A couple outside diversity consultants spoke to us at work last week, and I got the chance to talk with them a little after their session. I wanted to share an observation: the “diversity industry” seems to be populated mostly with “Harvard MBA” personalities (I was sucking up a little) — ambitious, warm social butterflies — because they’re the kinds of people who become consultants and paid speakers. Accordingly, they are blind to an important kind of diversity among people: diversity of personality type and cognitive style. When two socially fluent people from different racial or ethnic backgrounds engage and hit it off, that’s great — but what about the kind of people who just don’t relate to others that way, no matter their background? What about the nerds?
Part of the discussion touched on the kinds of excuses and defenses people use to protect their unconscious biases: “I only care about ability, not background,” etc. These can indeed be excuses, wholly or partially. But sometimes they are also the sincere and true plea of someone who just sees the social universe differently.
This is not a fully formed idea, and when I was talking to the diversity folks I often found myself not sure what I was saying.
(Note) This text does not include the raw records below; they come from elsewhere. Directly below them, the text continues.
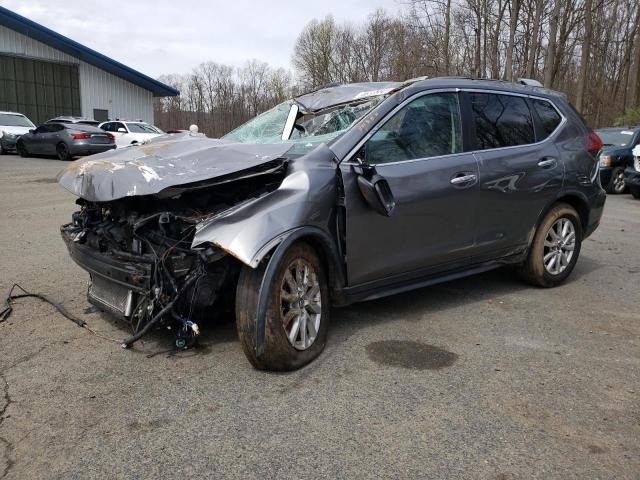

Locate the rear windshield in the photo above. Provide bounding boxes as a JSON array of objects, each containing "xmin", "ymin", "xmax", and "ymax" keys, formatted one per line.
[
  {"xmin": 0, "ymin": 113, "xmax": 35, "ymax": 127},
  {"xmin": 596, "ymin": 129, "xmax": 634, "ymax": 147}
]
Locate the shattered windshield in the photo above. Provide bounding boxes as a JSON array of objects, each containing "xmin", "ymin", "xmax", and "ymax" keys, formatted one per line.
[{"xmin": 222, "ymin": 95, "xmax": 385, "ymax": 150}]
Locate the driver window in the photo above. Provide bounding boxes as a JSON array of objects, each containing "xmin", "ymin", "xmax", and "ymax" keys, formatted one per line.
[{"xmin": 366, "ymin": 93, "xmax": 462, "ymax": 164}]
But I feel like socially super-fluent people are so overrepresented in the “diversity” stakes that it must have distorting effects.
I passed on my recommendation of Cowen’s Create Your Own Economy.
I’m of several minds about this. Cognitive diversity + artistic ability = Kafka. Otherwise not sure it’s good for anything. “Diversity” is, for much of the left incl me, mostly a front for equality of outcome; not sure nerds are worse off, all told, or need an equality movement.
You don’t have to be a nerd to question your assumptions about people. It’s not just about being “fair” to others. It’s about what you lose out because you only interact with people you are comfortable with.